The Queen of Subtleties
Suzannah Dunn
For my own little
Tudor-redheaded heir, Vincent
Table of Contents
Elizabeth, you’ll be told lies about me, or perhaps even nothing at all. I don’t know which is worse. You, too, my only baby: your own lifestory is being re-written. You’re no longer the king’s legitimate daughter and heir. Yesterday, with a few pen-strokes, you were bastardized. Tomorrow, for good measure, a sword-stroke will leave you motherless.
There are people who’d have liked to have claimed that you’re not your father’s daughter at all, but you’ve confounded them. You’re a Tudor rose, a pale redhead, whereas I’m a black-haired, olive-skinned, coal-eyed Englishwoman as dark as a Spaniard. No one has felt able to suggest that you’re other than your father’s flesh and blood.
You won’t remember how I look, and I don’t suppose you’ll ever come across my likeness. Portraits of me will be burned. You’ll probably never even come across my handwriting, because my letters and diaries will go the same way. Even my initial will be chiselled from your father’s on carvings and masonry all around the country. And it starts tomorrow, with the thud of the sword to my bared neck in time for my husband’s public announcement of his forthcoming marriage. As his current wife, I pose a problem. Not such a big one, though, that the thinnest of blades can’t solve it.
I want you to know about me, Elizabeth. So, let’s start at the beginning. I was born at the turn of the century. And what a turn, what a century: the sixteenth, so different from every one before it. The changes I’ve seen. Gone, quite suddenly, is the old England, the old order of knights and priests. England used to be made of old men. Men born to their place, knowing their place.
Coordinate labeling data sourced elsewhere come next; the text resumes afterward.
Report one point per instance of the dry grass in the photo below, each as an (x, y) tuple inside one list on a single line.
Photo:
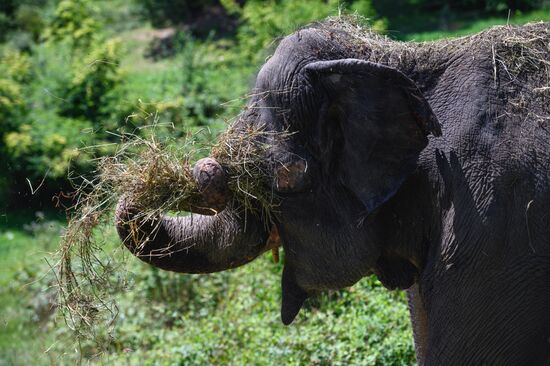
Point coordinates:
[(158, 179)]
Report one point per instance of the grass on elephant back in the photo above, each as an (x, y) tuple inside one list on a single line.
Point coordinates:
[(157, 178)]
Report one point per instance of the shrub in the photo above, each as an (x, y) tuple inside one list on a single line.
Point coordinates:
[(91, 94), (74, 22)]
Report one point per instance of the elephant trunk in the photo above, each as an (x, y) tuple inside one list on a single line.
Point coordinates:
[(197, 243)]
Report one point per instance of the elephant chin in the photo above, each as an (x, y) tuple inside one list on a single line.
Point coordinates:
[(293, 296)]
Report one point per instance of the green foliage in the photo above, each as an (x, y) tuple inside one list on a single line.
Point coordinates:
[(64, 82), (229, 318), (91, 94), (162, 13), (265, 21), (74, 22)]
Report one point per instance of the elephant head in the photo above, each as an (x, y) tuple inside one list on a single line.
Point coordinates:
[(358, 129)]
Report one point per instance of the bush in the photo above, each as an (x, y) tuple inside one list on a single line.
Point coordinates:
[(92, 92), (163, 13), (74, 22)]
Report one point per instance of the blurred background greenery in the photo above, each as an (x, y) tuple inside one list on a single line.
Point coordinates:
[(74, 74)]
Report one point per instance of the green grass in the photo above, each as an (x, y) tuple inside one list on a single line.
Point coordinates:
[(463, 27), (229, 318), (26, 242)]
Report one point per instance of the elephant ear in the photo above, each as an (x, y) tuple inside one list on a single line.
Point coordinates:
[(383, 120)]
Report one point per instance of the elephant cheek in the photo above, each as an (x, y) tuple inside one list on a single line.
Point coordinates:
[(292, 177)]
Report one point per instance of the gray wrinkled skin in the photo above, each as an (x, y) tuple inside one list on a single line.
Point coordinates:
[(422, 168)]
We Boleyns have always prided ourselves on knowing just about everything there is to know about anything, with the exception of our place.
I was born in Norfolk. My mother is a Howard. Her brother is the Duke of Norfolk. I was born in Blickling Hall. I’ve no memories of Norfolk, but I’m told that the land is flat, the sky high and wide. So, from the beginning, it seems, I’ve had my sights on the horizon. The climate, in Norfolk, is something I’ve heard about: blanketed summers and bare, bone-cracking winters. Inhospitable and uncompromising, like the Howards. If the world had never changed, that would have suited the Howards.
Something else I’ve heard about the Howards: that the Duke, my Uncle Norfolk, has the common touch. At first, it seems a strange thing to hear about the last man in England to have owned serfs; but in a way, it’s true, because, for him, business is everything and he’s unafraid to get his hands dirty. No airs and graces. Land and money: that’s what matters to a Howard. My uncle has never read a book, and he’s proud of the fact. Ruthlessness and efficiency: that’s what matters. He’ll clap you on the back, one day; stab you in it, the next. No hard feelings, just business as usual. Never trust a Howard, Elizabeth, not even if you are one. Look where it got me, sent here to the Tower by my own uncle.
But I’m a Boleyn first and foremost. My father didn’t have the Howard privileges; he’s had to make his own way in the world. And he has; oh, he has: cultured, clever, cool-eyed Thomas Boleyn. England has never seen the likes of him. For a start, he has a talent almost unknown here: he speaks French like a Frenchman. Which has made him indispensable to the King.
We Boleyns have lived a very different life from everyone else, in this country; from everyone else under these heavy English skies, in their musty old robes and gowns, slowly digesting their stews. I lived in France from when I was twelve until I was twenty. I grew up to be a Frenchwoman, I came back to England as a Frenchwoman. There are women in France who are strong, Elizabeth, because they’re educated. Unlike here, where the only way to be a strong woman is to be a harridan. Imagine how it was, for me, to come back. For years, I’d been thinking in French. In France, anything seems possible, and life is to be lived. Even now, stuck in the Tower, a day away from death, I’m alive, Elizabeth, in a way that most people here haven’t ever been and won’t ever be. I pity their bleak, grovelling little lives.
Forget Norfolk, Elizabeth; forget the Howards, and old England and Catholicism and creaky Blickling Hall. Think Hever: the castle which we, the Boleyn family, made our home. Mellow-coloured, grand and assured. Perhaps you’ll go there, one day. I grew up there.
I was a commoner, but I became queen. No one thought it possible, but I did it. I supplanted the woman who’d been England’s queen for nineteen years, a woman who’d been born ‘the daughter of the Catholic Kings’. Her royal blood, her regal bearing, her famed grace and benevolence were nothing against me, in the end. She was a fat old pious woman when I’d finished with her. And England was changed for ever. It had to be done. I got old England by the throat, and shook it until it died.